Before the pandemic began, about 34 million Americans – more than 1 in 10 of us – were living in poverty. And nearly half of Americans weren’t technically below the poverty line, but were only one crisis — an illness, an accident, a lay-off — away from financial catastrophe.

Such widespread hardship was also laid bare by the Great Depression nearly 100 years ago, by the social unrest of the 1960s, by mill closings in the 1980s, and by the financial crisis of a decade ago. In each crisis we learned a little, but not enough. Now is our chance to put these lessons to work.

Yes, this rescue plan is powerful – but it is temporary. These urgent relief measures are set to expire at the end of the year, or in some cases, even sooner.

When we see that increasing food stamp allotments reduces hunger for the entire month, will we just let that success expire? Once larger child tax credits enable parents to start to build a future for their kids, will we return to old myths about bootstraps? After the boost in unemployment runs out in September, will the job market for working-class people really have living wage jobs for all?

The pandemic has meant that 8 million more Americans are in poverty than were a year ago. But it is up to us – up to our political will – whether the “new normal” will merely be a return to the supposed good old days when “only” 34 million people in this country were poor.

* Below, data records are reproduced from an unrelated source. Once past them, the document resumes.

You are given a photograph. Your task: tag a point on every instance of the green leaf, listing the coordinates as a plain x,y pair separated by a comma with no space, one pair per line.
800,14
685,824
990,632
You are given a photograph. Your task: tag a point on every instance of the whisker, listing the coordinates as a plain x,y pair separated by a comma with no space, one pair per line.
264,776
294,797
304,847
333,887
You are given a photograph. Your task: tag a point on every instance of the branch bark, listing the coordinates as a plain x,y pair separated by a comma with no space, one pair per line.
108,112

Every day, Just Harvest helps people get the safety net benefits they need. We help people navigate the complex process of applying for food stamps. The pandemic has closed local offices of the PA Department of Human Services to in-person visits, so we are helping more than twice as many people apply as before. The rescue plan has to work for Harry, and Christine, and Gloria, and the others whose food stamp applications we prepared this past Friday and for the hundreds more we have helped in each of the last several months.

Just Harvest prepares tax returns for low-wage workers in Allegheny County at no charge, to make sure they receive the Earned Income Tax Credit and Child Tax Credit. We’ve helped 1,136 households so far this tax season, enabling them to share $1.5 million in targeted tax credits. And thanks to the Rescue Plan, these numbers will grow in the months to come.

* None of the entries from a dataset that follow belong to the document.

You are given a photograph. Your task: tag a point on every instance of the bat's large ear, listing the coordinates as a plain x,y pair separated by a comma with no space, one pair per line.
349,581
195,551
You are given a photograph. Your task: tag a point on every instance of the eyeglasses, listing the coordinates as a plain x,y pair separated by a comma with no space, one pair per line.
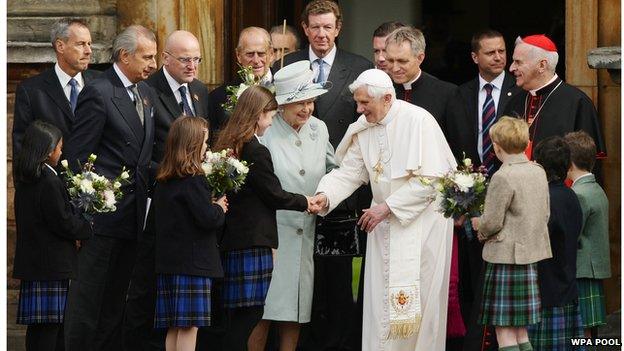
186,60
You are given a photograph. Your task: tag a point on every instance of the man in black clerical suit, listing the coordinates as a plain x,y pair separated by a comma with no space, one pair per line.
333,316
253,50
547,103
468,122
405,52
52,95
114,120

My dictionary defines rescue as “to free or save from danger.” We know the dangers of hunger and poverty for children and adults – learning difficulties, worse health, lower productivity, shorter life expectancy. These dangers will persist long after the pandemic.

And so, our rescue strategy must persist as well. We’re grateful for Senator Casey’s commitment over many years on these issues. The Senator understands, as we all should, that the crisis of poverty is not new. And that’s why Just Harvest calls on all of our elected officials, government and civic leaders to commit ourselves now to a rescue plan that truly frees all our neighbors from danger.

Not a short-term effort to be abandoned until the next crisis, but the foundation for a new way of governing — one that protects the vulnerable, invests in working families, and strives to ensure that all of us can thrive. Let’s use this moment to summon the political will and the political courage to bring poverty and hardship to an end, once and for all.